In one example of such conventional analytical techniques, Chen et al.,
Glycobiology, 19(3):240-249 (2009), describe the electrophoretic analysis of
monoclonal antibodies present in human serum. The analytical technique
employed
by Chen et al. requires that, prior to electrophoretic separation of the
antibodies of
interest to identify certain physiochemical characteristics, those antibodies
are first
removed from the serum sample via affinity isolation and then resuspended in a
standard phosphate buffered saline ("PBS") solution. Thus, this technique is
incapable of isolating the specific contributions on the physiochemical
characteristics
of the exposure to human serum versus the contributions of the affinity
isolation and
resuspension in PBS. Furthermore, the affinity isolation and resuspension
steps add
significant time and cost to the antibody characterization technique.

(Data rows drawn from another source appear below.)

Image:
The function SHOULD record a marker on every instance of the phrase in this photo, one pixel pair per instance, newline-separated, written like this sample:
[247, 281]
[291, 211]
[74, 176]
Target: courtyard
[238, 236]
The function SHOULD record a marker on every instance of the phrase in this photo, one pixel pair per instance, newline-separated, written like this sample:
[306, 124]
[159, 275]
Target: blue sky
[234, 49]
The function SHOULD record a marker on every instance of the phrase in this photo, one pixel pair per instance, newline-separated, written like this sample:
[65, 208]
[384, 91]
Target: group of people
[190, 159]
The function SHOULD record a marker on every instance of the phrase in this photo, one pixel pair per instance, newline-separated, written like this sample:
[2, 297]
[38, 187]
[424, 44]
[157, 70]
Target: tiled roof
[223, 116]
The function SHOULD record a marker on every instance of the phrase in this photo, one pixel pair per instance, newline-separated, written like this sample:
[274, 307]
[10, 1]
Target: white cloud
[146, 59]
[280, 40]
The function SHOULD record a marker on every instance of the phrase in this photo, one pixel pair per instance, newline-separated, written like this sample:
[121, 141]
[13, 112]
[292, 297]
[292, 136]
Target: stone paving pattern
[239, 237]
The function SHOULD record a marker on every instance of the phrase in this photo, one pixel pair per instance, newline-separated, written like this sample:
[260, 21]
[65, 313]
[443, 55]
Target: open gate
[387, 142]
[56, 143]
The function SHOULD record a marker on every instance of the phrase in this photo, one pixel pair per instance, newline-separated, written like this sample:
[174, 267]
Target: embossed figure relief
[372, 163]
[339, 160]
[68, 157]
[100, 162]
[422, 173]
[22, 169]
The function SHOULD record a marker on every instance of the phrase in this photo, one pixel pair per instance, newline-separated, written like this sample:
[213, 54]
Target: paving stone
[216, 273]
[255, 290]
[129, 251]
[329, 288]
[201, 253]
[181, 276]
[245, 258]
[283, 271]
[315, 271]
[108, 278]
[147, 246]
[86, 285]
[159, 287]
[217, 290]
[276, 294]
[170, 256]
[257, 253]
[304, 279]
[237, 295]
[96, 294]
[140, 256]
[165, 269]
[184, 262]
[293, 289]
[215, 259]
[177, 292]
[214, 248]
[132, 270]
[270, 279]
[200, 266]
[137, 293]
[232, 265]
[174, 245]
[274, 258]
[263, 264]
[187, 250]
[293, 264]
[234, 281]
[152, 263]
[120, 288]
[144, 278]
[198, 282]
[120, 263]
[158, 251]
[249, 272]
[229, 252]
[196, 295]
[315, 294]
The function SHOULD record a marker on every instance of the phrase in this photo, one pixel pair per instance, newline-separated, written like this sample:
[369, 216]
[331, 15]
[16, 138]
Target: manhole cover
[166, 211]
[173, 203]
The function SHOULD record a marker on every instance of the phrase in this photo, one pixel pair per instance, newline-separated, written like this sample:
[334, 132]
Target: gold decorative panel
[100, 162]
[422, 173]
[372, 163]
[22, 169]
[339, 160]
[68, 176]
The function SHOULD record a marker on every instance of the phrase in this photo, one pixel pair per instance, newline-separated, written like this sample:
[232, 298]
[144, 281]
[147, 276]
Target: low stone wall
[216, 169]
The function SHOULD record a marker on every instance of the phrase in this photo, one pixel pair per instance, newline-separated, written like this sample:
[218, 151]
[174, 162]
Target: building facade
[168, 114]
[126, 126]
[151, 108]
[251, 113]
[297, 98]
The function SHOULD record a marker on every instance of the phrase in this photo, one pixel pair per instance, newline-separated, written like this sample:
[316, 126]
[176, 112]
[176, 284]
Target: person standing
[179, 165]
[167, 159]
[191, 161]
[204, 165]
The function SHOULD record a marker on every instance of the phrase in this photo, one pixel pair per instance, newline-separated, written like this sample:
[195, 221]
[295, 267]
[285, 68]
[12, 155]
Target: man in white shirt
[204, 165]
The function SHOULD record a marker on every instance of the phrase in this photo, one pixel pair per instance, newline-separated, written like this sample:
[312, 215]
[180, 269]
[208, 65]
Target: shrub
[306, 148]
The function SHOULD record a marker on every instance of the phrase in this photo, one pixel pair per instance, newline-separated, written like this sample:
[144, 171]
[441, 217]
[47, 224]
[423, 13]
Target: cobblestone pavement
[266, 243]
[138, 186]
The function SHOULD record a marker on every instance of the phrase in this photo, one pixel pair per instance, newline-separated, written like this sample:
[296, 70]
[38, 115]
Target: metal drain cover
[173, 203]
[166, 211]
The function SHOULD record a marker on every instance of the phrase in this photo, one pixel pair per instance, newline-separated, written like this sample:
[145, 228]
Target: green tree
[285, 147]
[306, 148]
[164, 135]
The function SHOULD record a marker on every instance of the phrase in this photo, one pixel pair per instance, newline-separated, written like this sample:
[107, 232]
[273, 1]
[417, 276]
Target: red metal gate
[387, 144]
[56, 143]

A high throughput technique capable of rapid, precise, and sensitive
analysis of candidate protein therapeutics in complex biological fluids, such
as blood,
serum, plasma, lymph, urine, and saliva, would not only reduce development
costs but
would also facilitate the efficient screening of a large number candidate
molecules.
The present invention addresses these needs.
SUMMARY OF THE INVENTION
In certain embodiments, the present invention is directed to methods
for analyzing a physiochemical property of a candidate protein therapeutic,
wherein
the candidate protein therapeutic is first labeled, then exposed to a complex
biological
fluid, and thereafter a sample of the complex biological fluid comprising the
labeled
candidate protein therapeutic is obtained and separated based on a physical
attribute
of the candidate protein therapeutic, wherein the label is detected to
determine a
physiochemical property of the candidate protein therapeutic.
In certain embodiments, the label on the candidate protein therapeutic
is a fluorescent label.
In certain embodiments the fluorescent label on the candidate protein
therapeutic is Pico Protein dye (Caliper Life Sciences, Inc., Hopkinton, MA).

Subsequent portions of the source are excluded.